Adam, figlio di un modesto pescatore, ottiene una borsa di studio per andare a studiare nella prestigiosa università al-Azhar al Cairo, il più importante centro di studi islamici in Egitto. Appena pochi giorni dopo il suo arrivo, muore il grande Imam a capo dell’istituzione e si deve ora affrontare il problema della nomina del suo successore. Il sistema di sicurezza interno dello stato egiziano vorrebbe imporre un suo uomo e Adam, senza volerlo, si trova coinvolto in un piano strategico, privo di qualsiasi scrupolo pur di raggiungere il proprio obiettivo.
Tarik Saleh è un regista e sceneggiatore svedese ma di padre egiziano, per cui si può dire che abbia nel suo DNA lo spirito e la cultura propria dell’Egitto. Nonostante la critica non lo abbia subito accolto favorevolmente, si è fatto soprattutto conoscere per The Contractor, distribuito lo scorso anno, un mix tra film di denuncia e classico thriller d’azione. Sempre nel 2022 il regista ha scritto e diretto La cospirazione del Cairo, presentato in concorso al 75° Festival di Cannes dove è stato premiato per la miglior sceneggiatura e poi scelto per rappresentare la Svezia, come miglior film straniero, ai premi Oscar 2023. Questa pellicola è difficile da classificare e si potrebbe definire un film di denuncia verso le pubbliche istituzioni, sia religiose che politiche, che entrano in collisione tra di loro per puro opportunismo. Un thriller politico quindi che rivela, e noi italiani ne abbiamo avuto recentemente una prova, come i servizi segreti interni egiziani siano intrisi, al pari di quelli spirituali, di un’etica tutta propria dove una parte tende ad avere il controllo sull’altra.

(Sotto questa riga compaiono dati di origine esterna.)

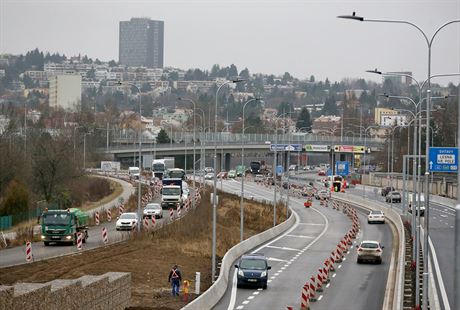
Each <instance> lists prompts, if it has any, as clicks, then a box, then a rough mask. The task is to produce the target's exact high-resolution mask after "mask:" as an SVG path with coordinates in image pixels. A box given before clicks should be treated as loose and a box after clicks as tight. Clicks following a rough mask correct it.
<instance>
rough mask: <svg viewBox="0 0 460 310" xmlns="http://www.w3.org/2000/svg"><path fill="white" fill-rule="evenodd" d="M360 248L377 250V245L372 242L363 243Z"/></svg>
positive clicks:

Al centro di questo scontro tra laicità e religione, si ritrova, inconsapevolmente, il giovane Adam (l’attore palestinese Tawfeek Barhom) costretto a infiltrarsi e a barcamenarsi tra questi giochi di potere, mettendo la propria stessa vita nelle mani di gente senza esitazione. Adam è uno spirito puro, imprigionato con la sua innocenza in un intrigo dalle tinte oscure da dove non riesce a venirne fuori se non offrendo, in nome della verità, persino la propria vita. Il coraggio del regista si spinge oltre l’immaginazione per rappresentare un mondo contraddittorio dove persino il rigore religioso islamico, con i suoi principi rigidi e intoccabili, lascia spazio a corruzione e efferatezza.
Il film incuriosisce, non solo perché ha una trama coinvolgente, ma perché ci porta dentro al cuore dell’Islam per farci capire quel mondo, a noi tutto sommato conosciuto quasi esclusivamente per lo spirito oltranzista che lo contraddistingue. Un tema non facilmente digeribile in Egitto che ha bandito Saleh dal paese, costretto a girare a Istanbul usando la moschea di Solimano come location per l’Università islamica di al-Azhar.